A review in Advances in Nutrition emphasizes the relationship of potassium with the reduction of blood pressure and decreased risk of cardiovascular disease. It’s therefore recommended to eat foods rich in this mineral.
4. Act as adjuvants for cancer treatment
Some laboratory studies were able to suppress tumor growth and caused the death of cancer cells. This is in response to ferulic acid.
This is the highest concentration antioxidant in water chestnuts. Other similar results were observed in in vitro assays on skin, lung, bone cell, and thyroid cancers.
A review on this topic links the growth and spread of cancer cells to free radicals. So, when antioxidants neutralize them, they can limit cancer growth.
However, so far, we only have laboratory results in vitro. Therefore, studies on real cancer patients are needed to give accurate recommendations on these antioxidants. In no way are water chestnuts a first-line oncological treatment.
How can water chestnuts be prepared?
Water chestnuts can be consumed in many ways. This ranges from raw, as an appetizer, to fried, grilled, candied, pickled, or even boiled. Whatever way you decide to consume them, they are a real delicacy. You can also buy them fresh or canned in Asian markets.

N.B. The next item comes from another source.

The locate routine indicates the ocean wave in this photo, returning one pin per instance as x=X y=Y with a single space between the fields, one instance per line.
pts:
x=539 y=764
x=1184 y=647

If you prefer them fresh you should wash and peel them before enjoying the crunchiness of the seed. According to some authors, this is due to their antioxidants. When boiled or fried, they maintain a crunchy texture similar to apples. When diced, sliced, or grated, they can be part of omelets, salads, curries, chop suey, and sauces.
As a practical alternative, water chestnuts are also prepared as flour alone or mixed with corn, wheat, or potato flour. They are used to make bread, gluten-free cakes, cookies, and crispy puff pastries, among other things. You can keep them in the fridge or freezer.
Sing and David show us a delicious recipe for water chestnut pudding. For 1 liter of whole milk, after boiling and resting, add 200 grams of water chestnut flour, 300 grams of honey, and 20 grams of cocoa powder. This is cooked for 6 minutes until the consistency is reached. This should be served cold.
What to remember about water chestnuts
Water chestnuts are aquatic fruits rich in starch, fiber, vitamin A, and minerals. Their antioxidants may prevent certain diseases related to oxidative cellular stress caused by free radicals. Although more studies are needed on their effect on humans.
In addition, in cooking, they’re suitable for low-calorie and gluten-free diets. Their nutritional and health benefits can be savored by incorporating them fresh, canned, or in flours.